BP has announced its second-highest annual profit in a decade of $13.8 billion for the year 2023. This figure, although impressive, marks a substantial decline from the record $27.7 billion reported in 2022.
The drop in profits is being put down to the decrease in oil prices last year, contrasting with the spike observed in the aftermath of Russia’s invasion of Ukraine.
Despite the challenging economic landscape, BP says that it remains committed to providing value for its shareholders. The company recently announced plans to intensify its efforts to return cash to shareholders, signaling confidence in its financial stability and future prospects.
This announcement coincides with the appointment of Murray Auchincloss as BP’s new chief executive, succeeding Bernard Looney, who resigned in September amid accusations of “serious misconduct.”

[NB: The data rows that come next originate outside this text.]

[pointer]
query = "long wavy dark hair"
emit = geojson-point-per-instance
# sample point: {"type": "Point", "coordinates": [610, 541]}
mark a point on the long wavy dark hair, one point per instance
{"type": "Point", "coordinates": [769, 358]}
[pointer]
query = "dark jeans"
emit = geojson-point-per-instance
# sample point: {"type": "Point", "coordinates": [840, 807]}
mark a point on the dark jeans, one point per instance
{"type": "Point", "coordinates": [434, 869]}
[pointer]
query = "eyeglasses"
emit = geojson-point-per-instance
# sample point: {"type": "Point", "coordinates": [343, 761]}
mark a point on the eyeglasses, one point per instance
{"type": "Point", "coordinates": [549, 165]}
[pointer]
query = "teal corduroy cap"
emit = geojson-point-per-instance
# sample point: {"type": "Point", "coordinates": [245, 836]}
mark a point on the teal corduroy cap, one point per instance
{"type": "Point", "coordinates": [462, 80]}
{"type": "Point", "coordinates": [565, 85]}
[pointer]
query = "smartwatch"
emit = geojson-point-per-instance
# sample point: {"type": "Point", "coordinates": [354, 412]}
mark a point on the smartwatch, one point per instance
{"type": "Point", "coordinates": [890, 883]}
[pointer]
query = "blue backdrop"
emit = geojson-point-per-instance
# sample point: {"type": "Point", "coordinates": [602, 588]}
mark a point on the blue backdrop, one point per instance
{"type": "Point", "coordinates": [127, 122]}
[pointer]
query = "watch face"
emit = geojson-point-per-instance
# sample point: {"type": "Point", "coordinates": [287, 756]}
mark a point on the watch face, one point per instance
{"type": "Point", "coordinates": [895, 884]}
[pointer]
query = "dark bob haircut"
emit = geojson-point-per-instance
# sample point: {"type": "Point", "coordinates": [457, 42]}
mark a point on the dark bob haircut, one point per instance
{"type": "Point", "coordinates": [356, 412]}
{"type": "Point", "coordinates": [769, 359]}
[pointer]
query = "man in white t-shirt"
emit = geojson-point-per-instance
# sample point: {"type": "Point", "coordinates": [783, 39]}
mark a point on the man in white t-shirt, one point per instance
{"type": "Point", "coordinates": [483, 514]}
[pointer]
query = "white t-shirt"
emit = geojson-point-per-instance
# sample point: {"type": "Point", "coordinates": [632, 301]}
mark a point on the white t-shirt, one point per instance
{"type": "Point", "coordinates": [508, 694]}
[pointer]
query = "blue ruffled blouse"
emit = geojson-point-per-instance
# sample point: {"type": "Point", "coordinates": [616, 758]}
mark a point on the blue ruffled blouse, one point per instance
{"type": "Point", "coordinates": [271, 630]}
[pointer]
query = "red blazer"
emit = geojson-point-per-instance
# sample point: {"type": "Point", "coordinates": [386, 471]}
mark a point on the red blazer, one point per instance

The decline in BP’s annual profits mirrors the trend seen in its competitor, Shell, which reported a drop in profits to $28.2 billion in 2023 from $39.9 billion in 2022. However, excluding the exceptional results of 2022, BP’s annual profit figure is its best performance since 2012.
In the last quarter of 2023, BP surprised investors by reporting profits of $3 billion, surpassing expectations and driving a more than 5% increase in its share price by Tuesday afternoon.
The company also unveiled plans to enhance returns to investors through $1.75 billion in share buybacks in the first quarter of 2024, with an additional commitment of $3.5 billion for buybacks in the first half of the year.
Looking ahead, BP anticipates higher underlying production from oil operations in the coming year, while gas and low-carbon energy output is expected to decline.
This projection aligns with the company’s recent decision to scale back plans for reducing oil and gas production by 2030 – a move that drew criticism from environmental groups.
Despite such criticisms, BP faces conflicting pressures from investors, with some, like BlueBell Capital Partners, urging the company to abandon targets for lower oil and gas output altogether, labeling them as “irrational.” This shows the complex challenges BP navigates as it balances shareholder interests, environmental concerns, and its long-term strategic objectives.